Also, I am not sure if this method worked out well because we are in a city setting, so the "stay" command was given at least 20 times on our way to the park and back home, from the day we took him out, at every crosswalk. It happened often times that cars were speeding up, or a big noisy buss would pass, so maybe it helped him understand that "stay" means danger is coming. Also, when walking in the city, I have noticed he is more aware of his surroundings than he is in the field - there, he is very much following scents and sometimes gets "in the zone" when catching an interesting smell. 

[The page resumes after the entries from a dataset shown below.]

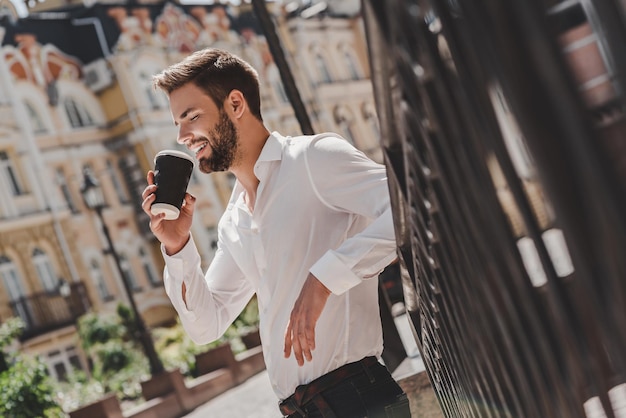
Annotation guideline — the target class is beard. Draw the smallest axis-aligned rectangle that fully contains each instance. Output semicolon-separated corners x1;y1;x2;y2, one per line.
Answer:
198;109;239;173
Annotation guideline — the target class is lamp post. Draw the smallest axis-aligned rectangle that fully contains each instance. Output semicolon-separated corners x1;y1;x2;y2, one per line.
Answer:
80;170;165;376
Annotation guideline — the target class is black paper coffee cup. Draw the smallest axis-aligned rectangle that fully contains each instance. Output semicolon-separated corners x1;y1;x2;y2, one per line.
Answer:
150;150;193;220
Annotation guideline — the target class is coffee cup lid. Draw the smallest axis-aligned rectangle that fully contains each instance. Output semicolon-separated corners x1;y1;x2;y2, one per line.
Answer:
154;149;194;164
150;203;180;221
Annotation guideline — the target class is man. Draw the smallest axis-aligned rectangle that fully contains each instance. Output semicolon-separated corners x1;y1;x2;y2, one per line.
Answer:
142;49;410;418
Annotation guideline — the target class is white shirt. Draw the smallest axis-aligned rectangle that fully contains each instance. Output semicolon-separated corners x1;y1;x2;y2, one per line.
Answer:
163;132;396;400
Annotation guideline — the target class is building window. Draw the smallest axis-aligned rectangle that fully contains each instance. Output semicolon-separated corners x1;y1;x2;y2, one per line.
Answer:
47;345;85;381
139;248;162;287
363;103;380;140
89;260;112;302
139;71;164;110
63;97;94;128
120;254;141;292
0;151;25;196
207;226;217;261
56;168;76;213
32;248;59;292
107;160;129;203
0;255;30;327
341;46;361;80
315;52;331;83
334;106;355;145
24;101;48;134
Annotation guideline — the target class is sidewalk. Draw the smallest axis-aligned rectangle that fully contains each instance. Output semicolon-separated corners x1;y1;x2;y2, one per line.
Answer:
184;370;282;418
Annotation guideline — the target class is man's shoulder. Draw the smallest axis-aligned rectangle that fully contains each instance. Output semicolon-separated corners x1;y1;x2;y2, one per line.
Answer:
279;132;351;158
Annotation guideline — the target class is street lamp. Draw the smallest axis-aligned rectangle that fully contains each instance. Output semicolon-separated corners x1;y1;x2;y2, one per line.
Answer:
80;170;165;376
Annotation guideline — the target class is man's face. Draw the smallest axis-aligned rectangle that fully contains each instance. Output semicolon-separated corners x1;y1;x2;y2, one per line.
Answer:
170;83;239;173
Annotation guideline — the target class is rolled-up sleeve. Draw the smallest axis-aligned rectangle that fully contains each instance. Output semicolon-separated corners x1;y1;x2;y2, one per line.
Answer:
307;136;396;294
161;233;254;344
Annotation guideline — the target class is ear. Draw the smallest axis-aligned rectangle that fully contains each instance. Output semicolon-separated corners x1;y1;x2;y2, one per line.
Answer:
226;90;248;119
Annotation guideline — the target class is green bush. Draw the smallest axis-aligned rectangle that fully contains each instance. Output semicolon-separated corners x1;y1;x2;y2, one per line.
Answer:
78;304;150;400
0;319;65;418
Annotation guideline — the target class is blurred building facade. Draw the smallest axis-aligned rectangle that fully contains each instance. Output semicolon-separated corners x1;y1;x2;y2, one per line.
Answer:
0;0;382;378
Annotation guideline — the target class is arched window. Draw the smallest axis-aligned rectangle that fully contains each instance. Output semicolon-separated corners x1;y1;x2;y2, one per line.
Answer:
0;151;25;196
138;70;166;110
89;260;112;302
32;248;59;292
0;255;30;326
314;52;331;83
63;96;94;128
107;160;130;203
341;45;361;80
120;254;141;292
24;100;48;134
56;168;77;213
362;103;380;141
139;248;162;287
334;106;356;145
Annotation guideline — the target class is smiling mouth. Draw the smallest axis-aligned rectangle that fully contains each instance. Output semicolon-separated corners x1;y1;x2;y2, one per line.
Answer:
191;142;209;158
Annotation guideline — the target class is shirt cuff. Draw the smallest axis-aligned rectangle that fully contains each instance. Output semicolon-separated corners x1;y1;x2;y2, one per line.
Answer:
161;236;200;321
309;251;361;295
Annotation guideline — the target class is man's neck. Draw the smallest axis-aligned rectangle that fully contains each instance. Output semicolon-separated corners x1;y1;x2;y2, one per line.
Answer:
230;129;270;212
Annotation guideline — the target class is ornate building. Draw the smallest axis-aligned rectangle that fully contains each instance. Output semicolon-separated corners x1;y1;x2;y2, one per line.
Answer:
0;0;381;378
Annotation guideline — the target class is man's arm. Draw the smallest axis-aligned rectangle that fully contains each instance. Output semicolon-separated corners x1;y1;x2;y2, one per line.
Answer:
284;137;396;365
162;233;254;344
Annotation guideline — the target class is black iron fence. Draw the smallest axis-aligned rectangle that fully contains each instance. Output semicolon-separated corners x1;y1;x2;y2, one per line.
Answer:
10;282;91;340
363;0;626;418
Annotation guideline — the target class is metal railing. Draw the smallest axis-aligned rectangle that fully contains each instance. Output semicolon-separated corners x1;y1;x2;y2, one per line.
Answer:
9;282;91;341
363;0;626;418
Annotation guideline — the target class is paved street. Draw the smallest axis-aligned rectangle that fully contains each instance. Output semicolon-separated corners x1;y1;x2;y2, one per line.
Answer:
180;370;281;418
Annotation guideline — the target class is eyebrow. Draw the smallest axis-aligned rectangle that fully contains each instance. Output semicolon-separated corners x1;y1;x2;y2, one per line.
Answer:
174;106;196;126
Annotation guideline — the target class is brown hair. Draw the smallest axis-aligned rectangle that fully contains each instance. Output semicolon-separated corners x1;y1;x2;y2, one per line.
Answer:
152;48;263;120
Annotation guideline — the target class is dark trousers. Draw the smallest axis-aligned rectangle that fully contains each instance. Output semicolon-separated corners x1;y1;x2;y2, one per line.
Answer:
280;357;411;418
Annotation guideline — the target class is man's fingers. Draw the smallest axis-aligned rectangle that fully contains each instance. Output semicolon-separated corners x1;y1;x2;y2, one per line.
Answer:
291;328;304;366
283;322;291;358
146;170;154;185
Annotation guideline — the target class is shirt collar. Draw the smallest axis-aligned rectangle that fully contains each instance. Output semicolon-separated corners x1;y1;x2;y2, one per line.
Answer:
254;132;283;180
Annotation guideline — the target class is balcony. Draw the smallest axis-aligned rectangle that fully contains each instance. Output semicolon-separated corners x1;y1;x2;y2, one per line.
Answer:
10;282;91;341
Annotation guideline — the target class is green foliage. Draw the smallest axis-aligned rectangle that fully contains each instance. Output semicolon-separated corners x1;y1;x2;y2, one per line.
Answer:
78;312;126;351
0;318;24;350
152;320;219;376
74;304;150;400
56;371;106;411
0;320;64;418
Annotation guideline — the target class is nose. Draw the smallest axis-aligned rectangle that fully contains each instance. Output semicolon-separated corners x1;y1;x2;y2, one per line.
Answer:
176;125;193;145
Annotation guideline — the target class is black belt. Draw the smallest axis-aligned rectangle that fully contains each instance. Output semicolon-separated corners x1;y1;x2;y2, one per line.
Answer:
279;357;378;418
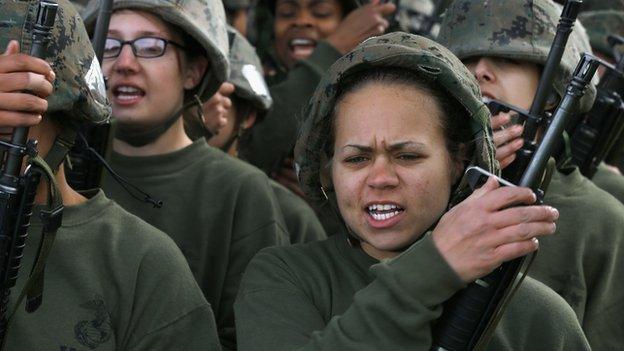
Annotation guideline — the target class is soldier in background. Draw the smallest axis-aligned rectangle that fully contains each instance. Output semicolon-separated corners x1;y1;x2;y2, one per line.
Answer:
241;0;395;196
579;1;624;195
0;0;220;351
102;0;289;349
223;0;255;37
438;0;624;350
197;28;327;244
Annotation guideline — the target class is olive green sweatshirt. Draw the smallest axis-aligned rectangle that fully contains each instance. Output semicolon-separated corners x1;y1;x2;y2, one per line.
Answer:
592;163;624;203
5;191;220;351
235;234;589;351
103;138;289;349
271;180;327;244
240;41;342;174
529;168;624;350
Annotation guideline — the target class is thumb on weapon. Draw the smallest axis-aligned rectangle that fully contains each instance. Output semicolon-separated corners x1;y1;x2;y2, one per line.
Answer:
2;40;19;56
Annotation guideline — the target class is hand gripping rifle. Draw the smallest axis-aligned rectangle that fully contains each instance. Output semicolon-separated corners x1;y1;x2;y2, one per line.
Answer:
0;0;62;346
432;55;599;351
570;44;624;179
432;0;584;351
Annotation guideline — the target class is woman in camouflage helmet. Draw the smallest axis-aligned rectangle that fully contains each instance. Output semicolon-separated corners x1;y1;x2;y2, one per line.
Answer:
103;0;288;349
438;0;624;350
0;0;220;350
235;33;587;350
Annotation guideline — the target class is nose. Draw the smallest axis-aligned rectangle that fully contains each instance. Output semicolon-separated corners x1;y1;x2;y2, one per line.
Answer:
466;57;496;83
112;45;139;73
293;9;314;27
367;156;399;189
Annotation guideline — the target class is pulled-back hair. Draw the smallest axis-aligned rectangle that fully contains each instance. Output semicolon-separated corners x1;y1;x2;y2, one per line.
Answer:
325;67;474;171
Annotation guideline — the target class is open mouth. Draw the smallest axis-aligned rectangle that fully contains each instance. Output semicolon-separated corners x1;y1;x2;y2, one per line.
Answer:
366;204;405;221
112;85;145;103
288;38;316;60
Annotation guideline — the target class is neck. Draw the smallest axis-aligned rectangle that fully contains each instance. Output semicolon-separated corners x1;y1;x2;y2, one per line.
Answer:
113;118;193;156
361;241;401;261
227;140;238;158
35;165;87;206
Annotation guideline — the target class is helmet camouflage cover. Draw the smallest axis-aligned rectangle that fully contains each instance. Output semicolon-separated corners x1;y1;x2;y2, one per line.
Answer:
228;26;273;112
0;0;111;128
581;0;624;11
113;0;228;102
223;0;255;10
295;32;499;212
438;0;596;111
579;9;624;55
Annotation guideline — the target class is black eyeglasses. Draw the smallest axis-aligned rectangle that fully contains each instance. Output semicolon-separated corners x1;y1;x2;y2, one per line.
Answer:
103;37;185;58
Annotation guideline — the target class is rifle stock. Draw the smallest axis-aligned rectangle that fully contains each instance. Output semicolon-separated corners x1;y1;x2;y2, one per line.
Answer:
432;55;599;351
0;0;58;345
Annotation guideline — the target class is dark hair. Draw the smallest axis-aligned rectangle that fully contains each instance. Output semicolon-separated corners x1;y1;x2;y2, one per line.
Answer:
324;67;474;169
230;93;259;151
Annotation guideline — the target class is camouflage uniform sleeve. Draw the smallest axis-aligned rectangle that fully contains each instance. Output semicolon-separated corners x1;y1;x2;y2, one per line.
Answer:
243;41;341;174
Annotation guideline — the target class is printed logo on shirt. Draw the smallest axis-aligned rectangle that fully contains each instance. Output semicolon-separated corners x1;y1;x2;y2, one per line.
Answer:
74;296;113;350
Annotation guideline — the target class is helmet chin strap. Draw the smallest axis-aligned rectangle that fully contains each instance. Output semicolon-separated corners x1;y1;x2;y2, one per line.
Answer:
115;108;184;147
115;96;201;147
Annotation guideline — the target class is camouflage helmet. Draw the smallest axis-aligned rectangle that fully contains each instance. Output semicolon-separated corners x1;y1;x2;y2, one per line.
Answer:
437;0;596;111
295;32;499;212
223;0;255;11
0;0;111;129
113;0;228;103
266;0;360;16
579;9;624;56
572;0;624;11
228;26;273;112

From mastering the "stay" and "wait", we just continued by applying various other commands that suited the circumstance. "Stay" alone is not very long-lived for Oscar. He will break stay when I reach his position, or within 20-30 seconds and either come back, or proceed walking. The "wait" gives us unlimited time, pretty much, and from there, we added additional commands - like sit, or down, or from stay straight to return.


----------



## Gabica (Jan 20, 2018)

i would / did work it this way: lots of staying in place practice first, while i am moving around, 1 or 2 steps, further away, increasing the distance to the point where my dog would break the stay. then step back and practice further. once i saw that there is a solid stay in place for a reasonable distance, me still being in sight, i started adding commands, using the same hand signal as when he was closer to me. the hand signal is important to teach as a foundation for distance handling as they may not hear with wind blowing the opposite way what you asked them. practiced those then and stepped back to the dog at the beginning every time with a reward, later on alternating with just verbal reward. i do not use whistle for these, for a variety of reasons, the main reason being what you just described, that it can confuse the dog.
so once you have your stay in place solid, the hand signal commands will work from a distance.
needless to say, in between 3-4 stay in place, there has been always some big play or back rubbing time, so that i give their brain a break. 
so basically: staying in place and hand signals are my foundation for distance command too. 
hopefully this will work for you too.


----------



## Frida010 (Apr 24, 2020)

[email protected] said:


> Hi there!
> 
> In order for Oscar to lie down from a distance, we do the following ritual: stay, wait, down (or sit), wait. It works, but without the wait, he comes back. Frankly, I always prefer Oscar coming back - this tactic was born only because his recall was terrible in the beginning, especially when he had distractions in the park, but other commands seemed to work just fine. Even now, he responds a lot better to "stay" and "return" (100%), than the "here" command alone, if in an overstimulated situation, like chasing with a friend.
> 
> ...


Fred is trained to wait and not move until we come closer. Indeed also one of those off leash commands that work very wel for safety. Great idea to try and follow it up with a sit or down. I’ll give that approach a try!


----------



## rubicon (Dec 9, 2019)

We trained our dog to do exactly that because we don’t want him running across a bike’s path to us (a problem with our old park). We have a stop sign for him. We also just made him sit farther and farther from us (starting from up close of course! Start indoors, then once he can do it from across the room, do it outdoors with distraction), “stopping” him if he tries to come, until he can sit from 50+ feet away. It’s about associating the command “sit” with “stop right where you are” and letting the dog know to do that for as long as they can receive your signal at all. I would pair a hand sign if you’re not good at screaming, or use a whistle signal alongside the command or the hand sign until just the whistle will do.


----------